6/6/12 Update: The Texas General Land Office Coastal Resource Division held a Workshop in Galveston this week to affirm their commitment to provide beach management services on Texas public beaches. To support Surfrider Foundation's efforts in this campaign, click here.
The Texas Surfrider Chapters have worked since their existence to defend the beach access provisions found in the Texas Open Beaches Act. On May 21, 2012, the Fifth Circuit Court of Appeal ruled to agree with the Texas Supreme Court to declare “that Texas law does not recognize a ‘rolling easement’ created by avulsive events affecting the dry beach of Galveston’s West Beach.” This ruling has reversed the progress of Texas beach access case law back to the early 1900’s. Instead of recognizing dynamic coastlines with sea level changes, the Texas law now may be now we interpreted to restrict the public beach easement so that it is static, and perhaps even trapped under water.
The good news is that the Severance v. Patterson ruling of the Texas Supreme Court is arguably only relevant to the Galveston West Beach area since the Court went to great pains to analyze the Galveston Land Grant and the facts surrounding this beach specifically. The Court was remiss, however, in their lack of analysis of customary usage of the area. Texans have used their beaches for generations for recreation (including as roads to drive on), fishing, to foster economic tourism, and in other community-serving capacities.

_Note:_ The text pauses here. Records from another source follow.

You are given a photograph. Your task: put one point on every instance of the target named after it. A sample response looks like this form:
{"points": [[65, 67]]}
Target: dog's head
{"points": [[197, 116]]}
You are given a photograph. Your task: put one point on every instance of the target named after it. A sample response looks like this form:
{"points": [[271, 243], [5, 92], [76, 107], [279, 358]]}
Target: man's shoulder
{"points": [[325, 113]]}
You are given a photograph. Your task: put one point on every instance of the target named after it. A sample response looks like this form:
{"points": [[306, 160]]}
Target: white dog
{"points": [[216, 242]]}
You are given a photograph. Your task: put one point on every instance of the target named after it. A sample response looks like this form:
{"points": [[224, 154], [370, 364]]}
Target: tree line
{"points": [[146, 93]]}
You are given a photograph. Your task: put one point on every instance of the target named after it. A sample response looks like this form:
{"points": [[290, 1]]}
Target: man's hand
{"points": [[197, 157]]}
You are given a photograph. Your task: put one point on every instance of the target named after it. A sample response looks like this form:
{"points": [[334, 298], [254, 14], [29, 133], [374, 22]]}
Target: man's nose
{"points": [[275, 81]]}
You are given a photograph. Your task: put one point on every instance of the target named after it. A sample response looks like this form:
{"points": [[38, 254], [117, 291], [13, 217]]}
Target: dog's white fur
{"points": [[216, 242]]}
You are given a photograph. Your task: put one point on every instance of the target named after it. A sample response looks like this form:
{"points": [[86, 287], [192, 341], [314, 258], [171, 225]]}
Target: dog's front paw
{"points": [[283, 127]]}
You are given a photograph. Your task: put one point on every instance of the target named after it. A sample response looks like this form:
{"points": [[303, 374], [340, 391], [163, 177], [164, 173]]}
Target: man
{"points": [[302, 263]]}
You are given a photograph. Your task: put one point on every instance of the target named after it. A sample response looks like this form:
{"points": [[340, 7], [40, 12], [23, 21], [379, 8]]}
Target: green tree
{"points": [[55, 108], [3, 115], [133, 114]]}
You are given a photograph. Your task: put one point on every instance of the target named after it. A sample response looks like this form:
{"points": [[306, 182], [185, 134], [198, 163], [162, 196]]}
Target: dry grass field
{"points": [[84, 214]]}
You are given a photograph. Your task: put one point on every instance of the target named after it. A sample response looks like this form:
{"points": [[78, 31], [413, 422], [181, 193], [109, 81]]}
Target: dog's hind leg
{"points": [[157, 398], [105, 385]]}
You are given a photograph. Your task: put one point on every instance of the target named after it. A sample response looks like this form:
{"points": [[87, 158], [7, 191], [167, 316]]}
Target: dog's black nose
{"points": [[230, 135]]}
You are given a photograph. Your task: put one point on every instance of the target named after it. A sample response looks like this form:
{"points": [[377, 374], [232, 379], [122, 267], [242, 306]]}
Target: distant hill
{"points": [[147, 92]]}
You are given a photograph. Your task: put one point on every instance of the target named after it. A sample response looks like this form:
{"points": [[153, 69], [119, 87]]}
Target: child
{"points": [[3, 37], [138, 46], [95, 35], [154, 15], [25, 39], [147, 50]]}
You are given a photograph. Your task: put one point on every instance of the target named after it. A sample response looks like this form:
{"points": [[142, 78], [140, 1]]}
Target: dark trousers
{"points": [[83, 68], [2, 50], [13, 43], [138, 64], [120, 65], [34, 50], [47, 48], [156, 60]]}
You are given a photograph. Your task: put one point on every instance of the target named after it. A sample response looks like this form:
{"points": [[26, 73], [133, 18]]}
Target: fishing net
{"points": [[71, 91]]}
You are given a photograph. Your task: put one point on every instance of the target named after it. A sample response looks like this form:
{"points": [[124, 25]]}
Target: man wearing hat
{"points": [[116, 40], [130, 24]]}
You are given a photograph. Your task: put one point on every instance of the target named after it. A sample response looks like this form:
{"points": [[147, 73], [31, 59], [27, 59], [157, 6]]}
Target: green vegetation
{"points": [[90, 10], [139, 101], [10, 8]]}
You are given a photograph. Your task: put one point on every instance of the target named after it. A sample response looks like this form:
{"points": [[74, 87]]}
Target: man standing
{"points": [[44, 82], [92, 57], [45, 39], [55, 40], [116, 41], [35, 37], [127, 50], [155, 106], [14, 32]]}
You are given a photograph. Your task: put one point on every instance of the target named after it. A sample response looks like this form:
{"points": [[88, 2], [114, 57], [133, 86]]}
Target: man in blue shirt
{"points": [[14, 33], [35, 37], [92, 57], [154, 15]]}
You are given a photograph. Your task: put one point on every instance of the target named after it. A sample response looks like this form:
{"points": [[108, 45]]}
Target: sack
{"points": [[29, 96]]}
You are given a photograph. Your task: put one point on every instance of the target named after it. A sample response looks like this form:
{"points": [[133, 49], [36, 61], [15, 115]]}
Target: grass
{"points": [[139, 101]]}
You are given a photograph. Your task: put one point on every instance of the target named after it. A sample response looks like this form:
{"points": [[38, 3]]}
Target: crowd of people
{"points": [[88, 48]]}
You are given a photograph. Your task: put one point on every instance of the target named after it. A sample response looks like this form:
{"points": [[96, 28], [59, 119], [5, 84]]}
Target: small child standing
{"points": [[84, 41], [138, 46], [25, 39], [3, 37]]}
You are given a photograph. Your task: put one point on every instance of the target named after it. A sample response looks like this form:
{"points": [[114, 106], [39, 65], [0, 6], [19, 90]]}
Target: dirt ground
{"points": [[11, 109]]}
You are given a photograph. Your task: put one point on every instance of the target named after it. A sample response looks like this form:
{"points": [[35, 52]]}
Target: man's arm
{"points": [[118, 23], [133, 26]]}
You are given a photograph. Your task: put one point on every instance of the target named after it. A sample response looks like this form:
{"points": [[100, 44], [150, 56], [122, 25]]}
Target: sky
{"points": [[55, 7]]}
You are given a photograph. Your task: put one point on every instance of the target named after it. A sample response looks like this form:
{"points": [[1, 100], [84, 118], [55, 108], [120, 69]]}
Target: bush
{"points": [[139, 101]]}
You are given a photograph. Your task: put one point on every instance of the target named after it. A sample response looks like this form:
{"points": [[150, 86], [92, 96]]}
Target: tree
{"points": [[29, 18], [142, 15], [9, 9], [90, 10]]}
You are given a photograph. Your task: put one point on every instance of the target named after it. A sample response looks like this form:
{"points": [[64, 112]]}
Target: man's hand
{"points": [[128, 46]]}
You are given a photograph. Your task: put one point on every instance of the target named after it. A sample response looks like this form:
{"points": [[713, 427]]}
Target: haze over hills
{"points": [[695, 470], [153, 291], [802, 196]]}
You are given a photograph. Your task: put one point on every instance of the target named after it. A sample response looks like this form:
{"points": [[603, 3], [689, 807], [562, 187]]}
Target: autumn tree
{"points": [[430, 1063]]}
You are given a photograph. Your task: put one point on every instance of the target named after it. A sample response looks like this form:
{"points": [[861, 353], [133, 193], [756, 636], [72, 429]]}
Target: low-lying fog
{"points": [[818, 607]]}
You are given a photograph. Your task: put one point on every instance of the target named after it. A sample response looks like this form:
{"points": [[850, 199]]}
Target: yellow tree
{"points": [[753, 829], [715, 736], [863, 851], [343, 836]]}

On October 12, 2009, the Surfrider Foundation entered an amicus curiae brief to the Texas Supreme Court in support of a strong interpretation of the Texas Open Beaches Act. The Severance v. Patterson case was an effort to launch a direct attack on the Texas Open Beaches Act. The Surfrider Texas Upper Coast Chapter issued the amicus brief in support for the General Land Office (“GLO”) and Commissioner Jerry Patterson in defending the right of public citizens to enjoy beach access, and the constitutionality of the Texas Open Beaches Act, which provides for enforcement of rolling public access easement along the Texas coast. Even though numerous intermediate courts of appeals have protected the public’s right of beach access, the Texas Supreme Court decided to contravene this established body of case law. At the request of the Fifth Circuit Court of Appeals, the Texas Supreme Court addressed the constitutional questions and the Open Beaches Act. The issues presented in the case are critical to the rights of all Texans and visitors to enjoy Texas beaches, and crucial to the economies of coastal counties and cities.
The Fifth Circuit Court of Appeals ruling affirming the Texas Supreme Court’s interpretation of the Texas Open Beaches Act to exclude the theory of “rolling easements” could undermine the state's ability to seize homes that end up on the beach even though they were purchased with this known risk. In an additionally surprising move, both the Texas Supreme Court and Fifth Circuit waived the question of mootness despite the fact that Carol Severance had sold her house before the case was resolved. Now that the Fifth Circuit has ruled, there is still a chance that the case could go up to the U.S. Supreme Court if the State of Texas and General Land Office so move.